Taking the premisses as we naturally would in the ways that make them true, nothing follows: neither the unprefixed conclusion that Holmes lived in a bank nor the prefixed conclusion that in the stories he lived in a bank. Taking both premisses as unprefixed, the unprefixed conclusion follows but the first premiss is false. Taking both premisses as prefixed, the prefixed conclusion follows but the second premiss is false”.

So this apple is not prime, but according to Ionesco it is prime, no contradiction. Rosen adapted Lewis’s framework to modal semantics of possible worlds for those unwilling to accept the explosion in ontology it requires. All possible worlds and objects in them are reduced to fictions, see his Modal Fiction.

Meinongian universe

Finally, there is an option “opposite” to fictionalism, which adopts the most prolific ontology imaginable, that of Meinong, with golden mountains and round squares admitted on a par with desks and chairs. A coherent formal version of it was worked out by Parsons in A Prolegomenon to Meinongian Semantics. In a way, the mechanics is not that different from fictionalism or Russell’s paraphrase:

”Individuals are not sets of properties. However, corresponding to each individual is a unique set of properties-the set of properties that the individual has. I call this set the "correlate" of the individual… Likewise, Meinongian objects are not sets of properties either, but I'll talk as if they were. More literally, sets of properties (i.e., subsets of P) will "represent" objects in this theory, much as certain sets of sets represent numbers for logicists.

[…] There are incomplete objects. For example, the gold mountain is not determinate with respect to any properties except for its goldness and its mountainhood… There are supposed to be objects that don't exist. These will simply be sets of properties that aren't the correlates of any individuals… There are impossible objects, for example, the round square. This object may be represented by {roundness, squareness}. The round square happens to be incomplete, but there are complete impossible objects too.

[…] I intend 'there are' in the broadest sense, the sense of 'some'. In particular, my quantifiers are to range over all objects… It is clear from M4 that Meinong would not regard such a quantifier as existentially loaded.”

This is perhaps the closest option to the unrestricted uberdomain asked for in the OP. When restriction of context is needed one can simply use the classical restriction device described above, there are no qualms to be had in Meinongianism over what “sets” may contain. Pace Kant, there is also an existence predicate in this formalization, and blocking incoherence with impossible objects is simple: their properties may be inconsistent, but the existence predicate is false on them. "There are" and "there exist" come apart here.

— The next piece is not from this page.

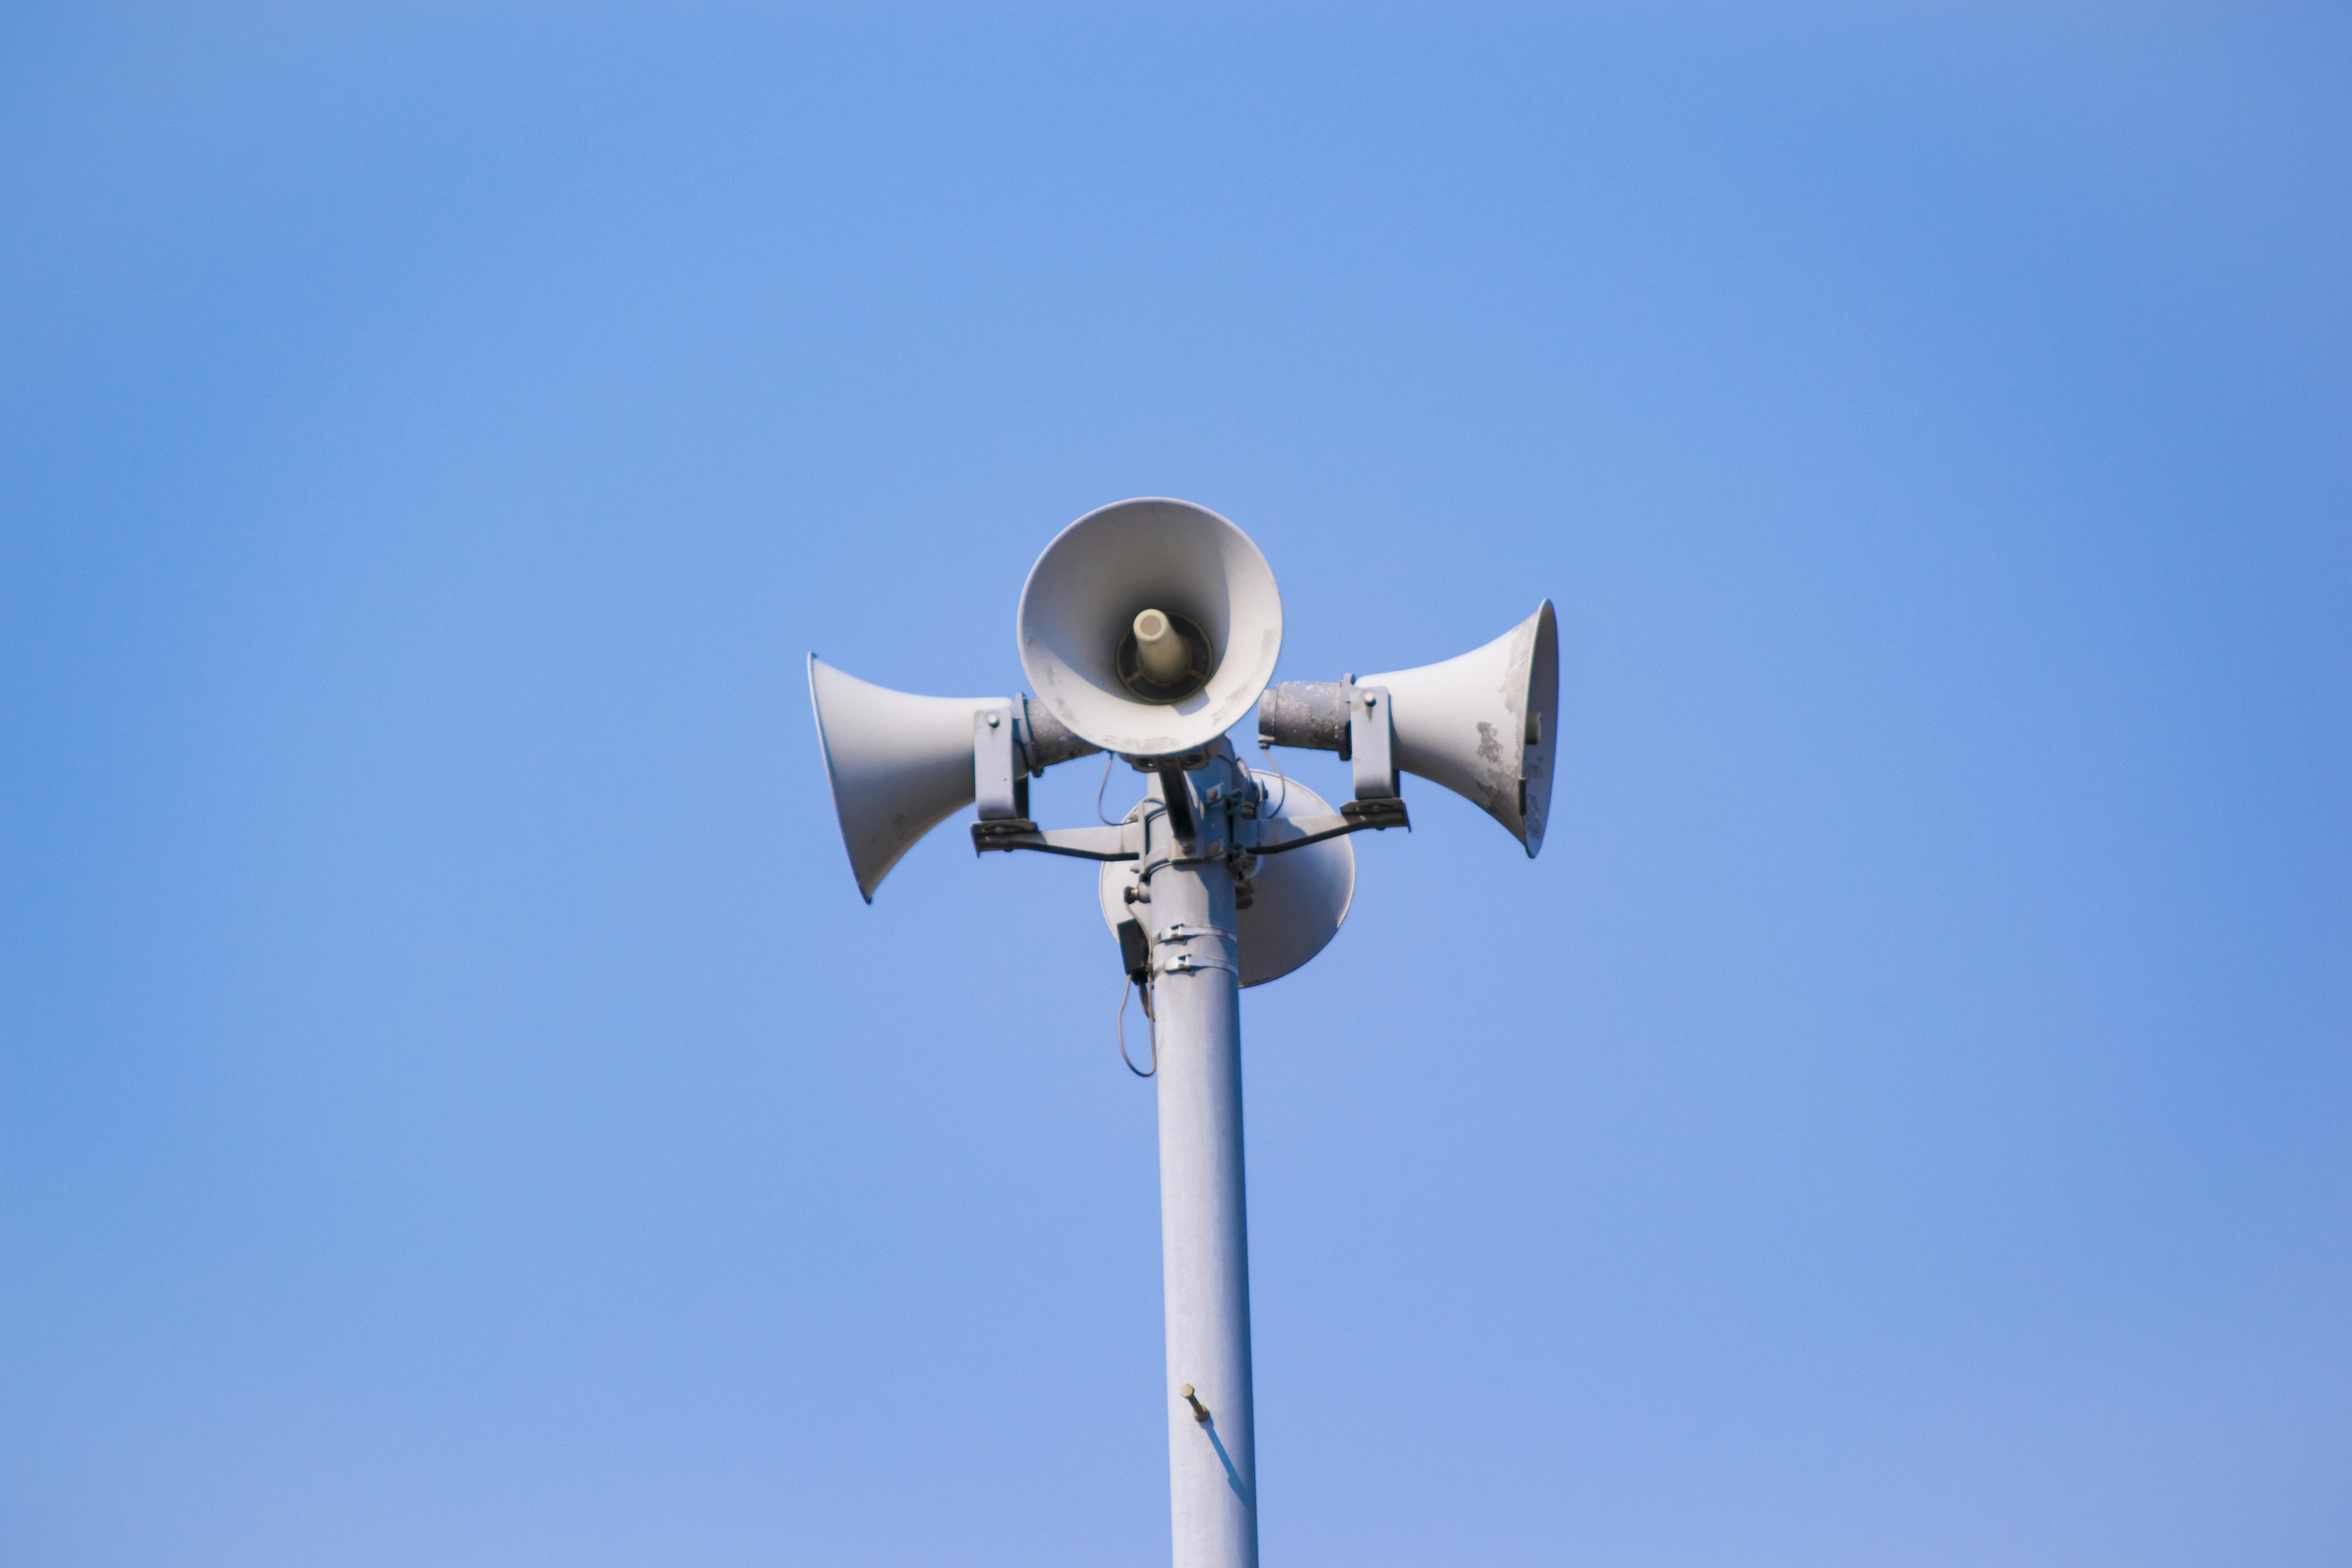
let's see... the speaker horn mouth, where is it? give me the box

Considering that Meinongian “objects” are essentially identified with collections of properties, and to us those pretty much manifest as indefinite descriptions, i.e. conjunctions of descriptive sentences, we get something very much like fictionalism in disguise. So primality is not among this apple's properties, but Ionesco-primality is. There are also apples that combine primality and non-primality, they just happen not to exist.